The pace of arrivals from the Syrian border to the Za'atri camp in the north of Jordan has doubled in the past week, UN refugee agency has said.
UNHCR's chief spokesperson, Melissa Fleming, told journalists in Geneva that some "10,200 people arrived in the seven days between August 21-27, compared to 4,500 the previous week."
She added that more than 22,000 people have been received at Za'atri since it opened on 30th July.
"Refugees say many thousands more are waiting to cross amid violence around [the governorate of] Daraa and we believe this could be the start of a much larger influx. Some of those who have crossed in recent days – especially Friday –report being bombed by aircraft. There are also reports of shelling, mortars and other weapons fire."
Typically, refugees cross the border at night and are taken straight to the camp by the International Organization for Migration and the Jordanian army. But 1,147 refugees arrived on Monday morning and were followed by another 1,400 overnight and early Tuesday.
Most of the arrivals over the past week have come from Daraa. Many refugees report being displaced up to five or six times inside Syria before they fled the country.
"We have received in the camp over the past week an increased number of unaccompanied children.

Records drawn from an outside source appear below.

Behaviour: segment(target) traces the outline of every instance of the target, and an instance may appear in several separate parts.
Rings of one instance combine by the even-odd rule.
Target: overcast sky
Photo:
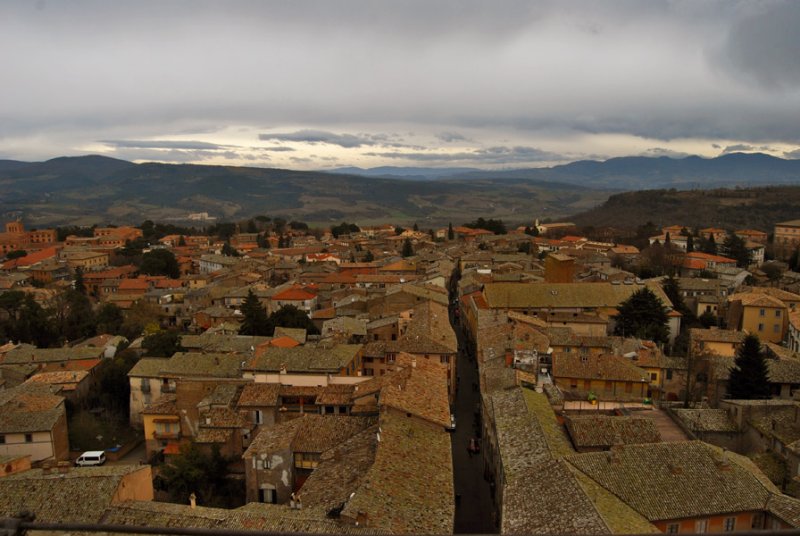
[[[0,0],[0,159],[800,158],[800,2]]]

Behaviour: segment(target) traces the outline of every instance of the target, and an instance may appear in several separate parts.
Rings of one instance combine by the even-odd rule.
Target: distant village
[[[5,223],[0,518],[800,529],[800,220],[194,220]]]

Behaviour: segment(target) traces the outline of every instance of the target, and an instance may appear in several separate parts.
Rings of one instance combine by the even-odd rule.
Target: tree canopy
[[[769,370],[761,354],[761,342],[756,335],[744,338],[736,352],[734,366],[728,379],[728,398],[770,398]]]
[[[485,229],[493,232],[494,234],[506,234],[507,232],[503,220],[493,220],[491,218],[488,220],[478,218],[473,222],[465,223],[464,227],[469,227],[470,229]]]
[[[669,339],[667,308],[649,288],[637,290],[617,308],[614,333],[666,343]]]
[[[252,290],[247,291],[247,297],[242,303],[242,316],[244,318],[239,327],[241,335],[271,335],[267,333],[269,330],[267,311]]]
[[[154,249],[142,255],[139,271],[147,275],[165,275],[172,279],[181,275],[175,254],[167,249]]]

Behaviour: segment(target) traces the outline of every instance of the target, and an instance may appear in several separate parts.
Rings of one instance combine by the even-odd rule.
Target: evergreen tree
[[[308,315],[294,305],[284,305],[269,315],[267,335],[270,337],[274,335],[275,328],[300,328],[305,329],[310,335],[319,334],[317,326],[308,318]]]
[[[708,235],[706,237],[700,237],[700,244],[699,244],[700,251],[703,253],[708,253],[709,255],[716,255],[717,254],[717,241],[714,239],[714,235]]]
[[[104,303],[95,315],[97,333],[110,333],[119,335],[122,332],[122,322],[125,320],[122,309],[113,303]]]
[[[744,338],[728,379],[728,398],[752,400],[770,398],[769,371],[756,335]]]
[[[736,260],[736,266],[739,268],[750,266],[752,255],[747,249],[747,243],[734,233],[728,233],[728,236],[725,237],[725,241],[722,243],[722,254],[729,259]]]
[[[617,308],[616,335],[638,337],[658,343],[669,339],[667,308],[647,287],[637,290]]]
[[[74,288],[84,296],[86,295],[86,285],[83,282],[83,268],[78,266],[75,268],[75,283]]]
[[[233,246],[230,245],[229,242],[225,242],[222,244],[222,254],[226,257],[238,257],[239,252],[236,251]]]
[[[411,239],[406,238],[403,241],[403,257],[411,257],[414,254],[414,246],[411,245]]]
[[[252,290],[247,291],[247,298],[242,304],[242,315],[244,319],[239,328],[241,335],[271,335],[268,333],[268,317],[267,311],[261,305],[258,297],[253,294]]]
[[[139,271],[146,275],[165,275],[177,279],[181,275],[178,260],[167,249],[154,249],[142,255]]]
[[[142,341],[143,357],[172,357],[175,352],[186,349],[181,346],[181,335],[177,331],[158,331]]]

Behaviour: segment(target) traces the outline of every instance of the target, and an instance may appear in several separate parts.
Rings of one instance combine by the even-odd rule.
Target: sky
[[[0,0],[0,159],[800,158],[800,2]]]

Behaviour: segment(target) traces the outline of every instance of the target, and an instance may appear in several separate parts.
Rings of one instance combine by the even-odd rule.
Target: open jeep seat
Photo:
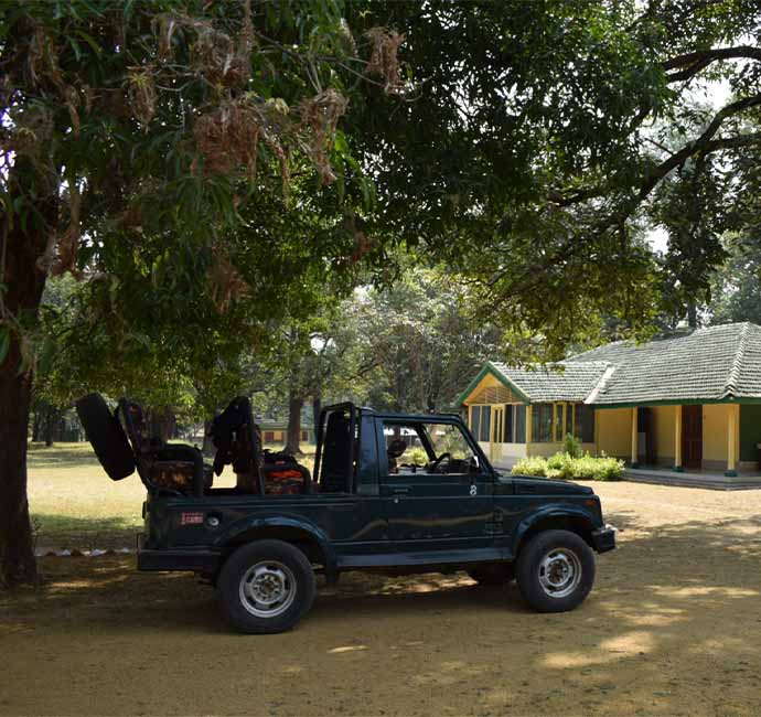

Some children report that their parents have died, or are staying behind in Syria to look after relatives, or are working in other countries," Fleming said. "Some children, who did not have passports, said they were sent ahead of their parents who will follow later," the spokesperson added.
UNHCR, alongside the Jordan Hashemite Charity Organization, is racing to meet the humanitarian needs of the rapidly expanding refugee population at Za'atri with shelter, food, water and health care.
Staff from the refugee agency are pitching more tents and expanding the camp, preparing new ground with a base course of fine gravel to help control dust at the site. Trucks have been sent from a regional warehouse in Zarqa to reinforce stocks of tents and blankets.
The fast pace of arrivals has affected efforts to improve conditions for the existing population, but work on this continues.